According to a Chinese court, Apple has agreed to pay $60 million for ownership of the iPad trademark in China. This comes as part of a settlement with a little-known Chinese firm called Proview that had tried to ban sales of the tablet in the country.
The Guangdong Province Higher People’s Court announced the settlement on Monday, and stated that the legal dispute had been put to rest. Following the payment to Proview, Chinese authorities transferred the “IPAD” trademark to Apple.
The two companies have been locked in a legal dispute to determine ownership of the iPad trademark, with Apple claiming to have bought the iPad trademark in China from Proview in 2009.
Proview, a PC and display vendor now facing possible bankruptcy, however, argued that the company had never officially sold the iPad trademarks to Apple. The Chinese company filed complaints and lawsuits, demanding that local authorities
stop sales of the iPad in the country because of trademark infringement.
The Guangdong court was originally expected to rule on the case. But Apple and Proview were in recent months in talks to settle the dispute, at the initiative of the court.
Apple did not respond immediately to a request for comment. The company’s latest version of the iPad has yet to be sold in the country, despite
clearing regulatory checks. Analysts have said the legal dispute over the iPad trademark could be delaying the product’s sale.
Proview had wanted as much as a $400 million in settlement from Apple in order to help clear its debts.
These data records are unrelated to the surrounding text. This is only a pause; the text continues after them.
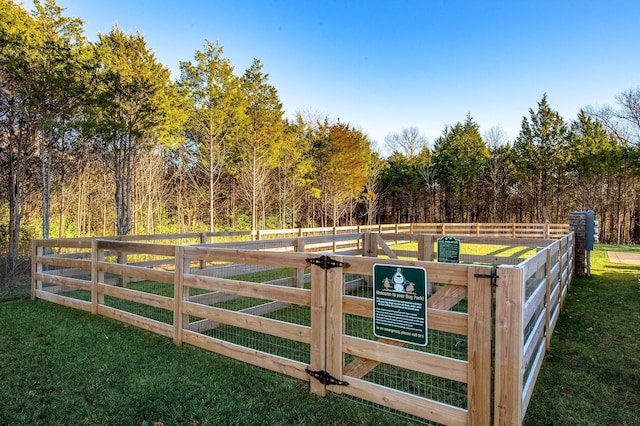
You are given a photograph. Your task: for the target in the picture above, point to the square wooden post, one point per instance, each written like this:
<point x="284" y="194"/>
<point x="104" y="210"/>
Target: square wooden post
<point x="509" y="348"/>
<point x="180" y="293"/>
<point x="335" y="324"/>
<point x="318" y="326"/>
<point x="479" y="294"/>
<point x="97" y="277"/>
<point x="36" y="268"/>
<point x="299" y="277"/>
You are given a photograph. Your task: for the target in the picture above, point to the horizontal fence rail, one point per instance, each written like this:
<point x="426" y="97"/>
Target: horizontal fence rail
<point x="262" y="301"/>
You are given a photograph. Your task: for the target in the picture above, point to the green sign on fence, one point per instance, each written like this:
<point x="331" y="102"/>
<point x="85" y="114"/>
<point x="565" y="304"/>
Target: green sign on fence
<point x="400" y="303"/>
<point x="449" y="250"/>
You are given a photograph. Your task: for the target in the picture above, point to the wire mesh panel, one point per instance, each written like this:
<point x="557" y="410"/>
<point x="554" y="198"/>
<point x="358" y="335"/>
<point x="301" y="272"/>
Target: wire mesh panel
<point x="429" y="382"/>
<point x="257" y="310"/>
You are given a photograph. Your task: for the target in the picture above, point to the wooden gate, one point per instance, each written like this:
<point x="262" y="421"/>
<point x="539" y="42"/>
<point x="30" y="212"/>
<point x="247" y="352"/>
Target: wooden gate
<point x="448" y="381"/>
<point x="310" y="319"/>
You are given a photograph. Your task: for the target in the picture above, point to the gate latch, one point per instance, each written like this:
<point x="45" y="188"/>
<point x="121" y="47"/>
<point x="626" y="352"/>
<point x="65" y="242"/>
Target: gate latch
<point x="326" y="378"/>
<point x="493" y="276"/>
<point x="325" y="262"/>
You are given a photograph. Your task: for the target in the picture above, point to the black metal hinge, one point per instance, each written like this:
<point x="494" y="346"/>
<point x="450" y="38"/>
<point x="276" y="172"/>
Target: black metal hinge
<point x="326" y="378"/>
<point x="493" y="276"/>
<point x="325" y="262"/>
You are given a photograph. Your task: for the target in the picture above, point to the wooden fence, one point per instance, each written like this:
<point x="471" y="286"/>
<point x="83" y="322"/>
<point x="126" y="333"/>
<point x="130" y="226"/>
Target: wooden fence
<point x="512" y="230"/>
<point x="264" y="303"/>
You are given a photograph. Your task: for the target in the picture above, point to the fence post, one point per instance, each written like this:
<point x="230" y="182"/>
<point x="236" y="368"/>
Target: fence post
<point x="97" y="277"/>
<point x="36" y="268"/>
<point x="318" y="326"/>
<point x="509" y="347"/>
<point x="181" y="266"/>
<point x="122" y="260"/>
<point x="299" y="247"/>
<point x="425" y="247"/>
<point x="548" y="301"/>
<point x="479" y="296"/>
<point x="334" y="320"/>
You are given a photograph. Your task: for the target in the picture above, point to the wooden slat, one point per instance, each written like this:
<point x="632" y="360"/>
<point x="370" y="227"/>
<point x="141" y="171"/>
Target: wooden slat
<point x="64" y="301"/>
<point x="84" y="264"/>
<point x="64" y="242"/>
<point x="392" y="352"/>
<point x="360" y="366"/>
<point x="508" y="347"/>
<point x="254" y="257"/>
<point x="448" y="321"/>
<point x="259" y="324"/>
<point x="447" y="297"/>
<point x="531" y="265"/>
<point x="318" y="327"/>
<point x="334" y="322"/>
<point x="385" y="248"/>
<point x="64" y="281"/>
<point x="534" y="302"/>
<point x="137" y="296"/>
<point x="445" y="273"/>
<point x="137" y="272"/>
<point x="168" y="250"/>
<point x="536" y="338"/>
<point x="136" y="321"/>
<point x="529" y="384"/>
<point x="295" y="295"/>
<point x="407" y="403"/>
<point x="261" y="359"/>
<point x="479" y="350"/>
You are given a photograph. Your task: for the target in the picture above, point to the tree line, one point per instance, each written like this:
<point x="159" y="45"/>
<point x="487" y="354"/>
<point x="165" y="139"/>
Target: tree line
<point x="96" y="138"/>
Eight banks have taken over Proview’s assets and are owed $180 million.
Li Su, the head of the consultancy representing the eight banks, said Apple initially wanted to pay only a few million dollars for the iPad trademark. But over time, Apple negotiated in good faith, realizing the dispute would linger in Chinese courts unless a settlement was reached, he added.
“Some may feel that Apple had help from Chinese leaders by spending a lot of effort on public relations,” he said, noting how Apple’s CEO Tim Cook
visited China in March and met with government officials.
“But I think Apple was acting in good faith,” Su added. “Apple only needed to pay a small amount to resolve what could have been a major inconvenience,” he said.
Su did not know how the $60 million received from Apple would be spent.